Pourquoi le Québec devrait-il s’entêter à tenter de réduire les émissions de GES avec un outil aussi coûteux, alors que d’autres existent ?

De plus, les VÉ sont encore, en raison de leur prix élevé malgré les subventions, achetés surtout par les citoyens les plus fortunés des grands centres urbains. Comment justifier la taxation de l’ensemble de la population pour effectuer un transfert de milliers de dollars vers nos citoyens qui sont parmi les plus aisés ?

L’argument le plus fort pour mettre fin à ces subventions est probablement que l’industrie automobile est de toute façon en train de basculer vers de nouvelles technologies, l’électrique au premier plan. La semaine dernière, le groupe Volkswagen, le plus important constructeur automobile au monde, a annoncé qu’il achèterait pour 25 milliards US de batteries au cours des prochaines années, ce qui fait suite à une série d’annonces par différents fabricants, qui vont toutes dans le même sens. L’État ne devrait jamais choisir les gagnants, mais c’est encore plus stupide de le faire si la partie est terminée !
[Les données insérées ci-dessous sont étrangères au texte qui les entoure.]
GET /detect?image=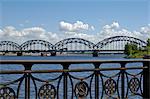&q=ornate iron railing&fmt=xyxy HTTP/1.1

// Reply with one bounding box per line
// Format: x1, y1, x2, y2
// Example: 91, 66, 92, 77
0, 59, 149, 99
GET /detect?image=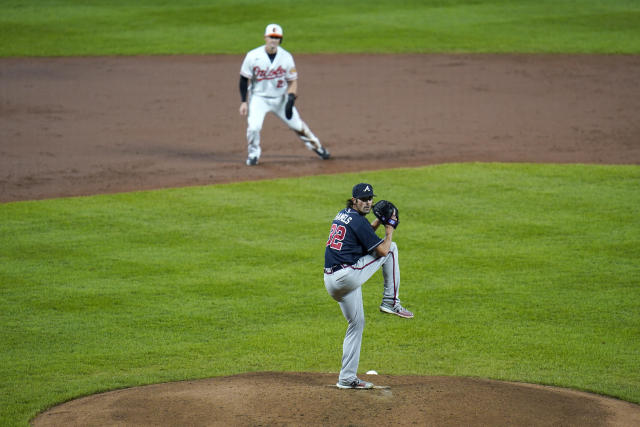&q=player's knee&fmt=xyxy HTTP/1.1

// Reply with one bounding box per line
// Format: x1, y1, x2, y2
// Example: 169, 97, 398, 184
246, 129, 260, 141
289, 122, 304, 134
350, 312, 365, 329
289, 118, 305, 133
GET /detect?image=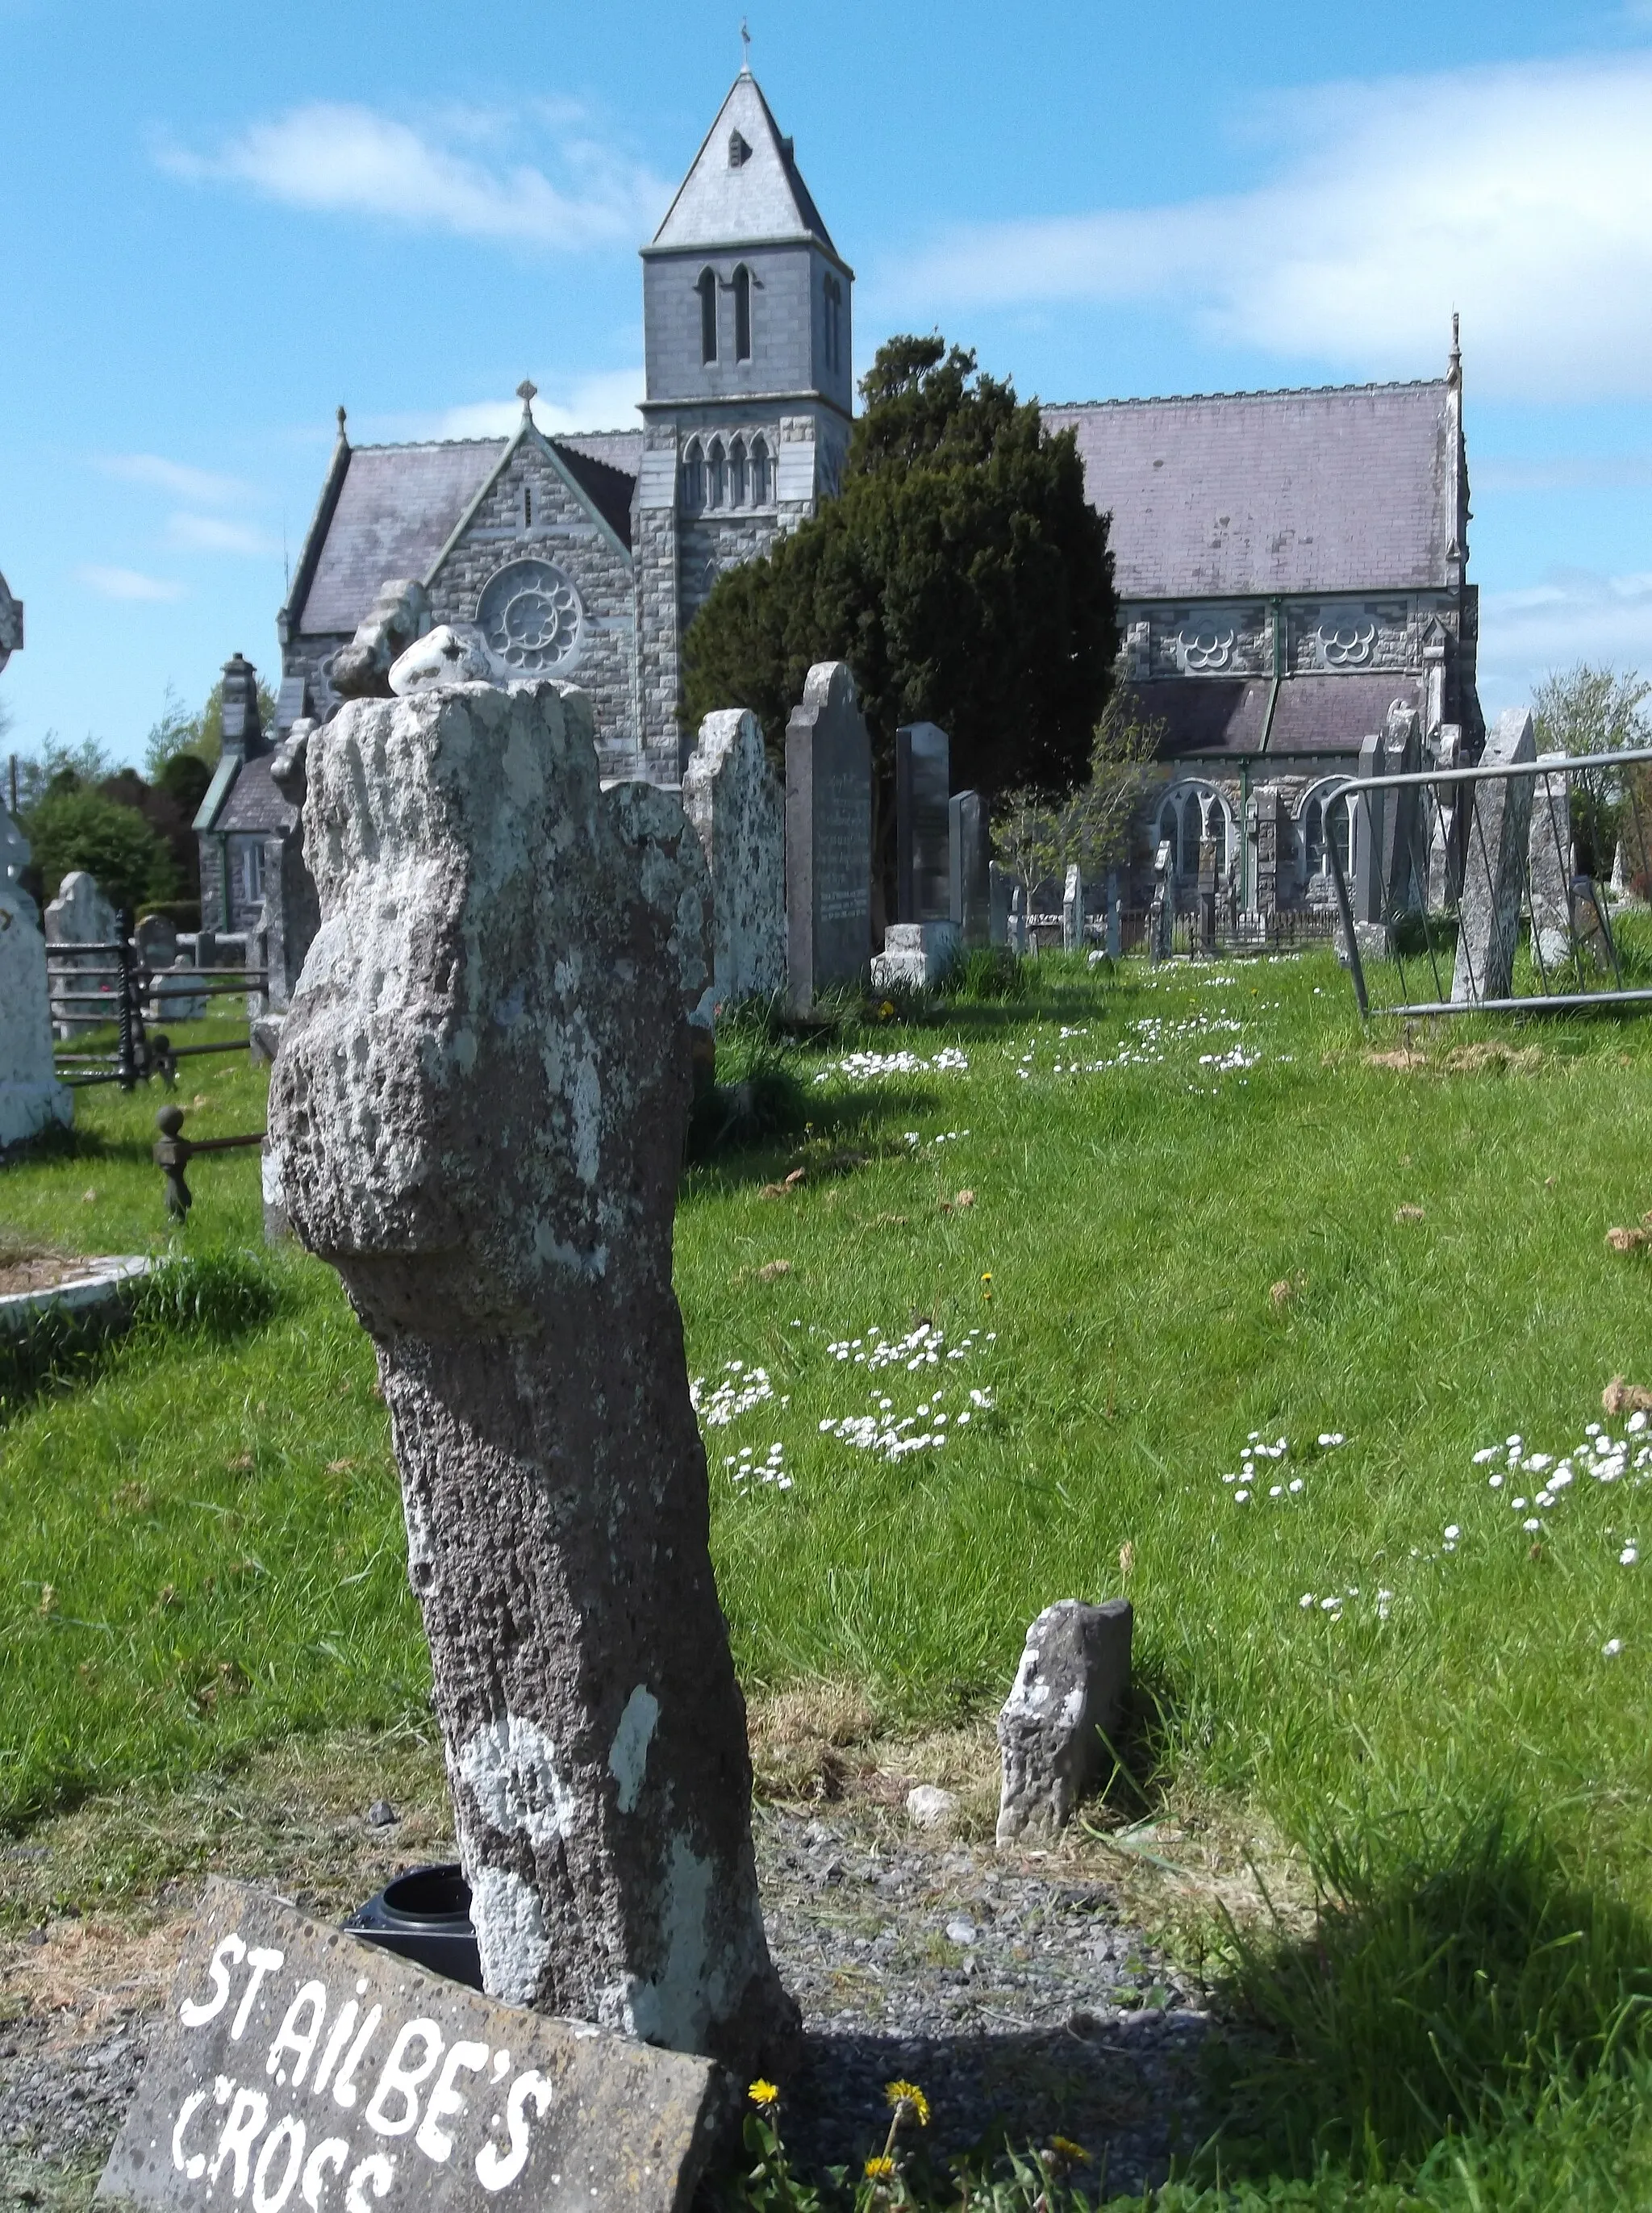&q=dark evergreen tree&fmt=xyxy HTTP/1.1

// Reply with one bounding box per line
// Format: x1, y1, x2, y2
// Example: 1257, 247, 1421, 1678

En somme, les subventions aux voitures électriques partent sans doute de bonnes intentions, mais n’aident que très peu à atteindre les objectifs officiels de réduction des émissions de gaz à effet de serre (GES), en plus d’être coûteuses et régressives, et finalement inutiles. C’est un mauvais programme qui devrait être abandonné avant qu’il n’entraîne plus de gaspillage. En bon québécois, c’est le temps de « tirer la plogue ».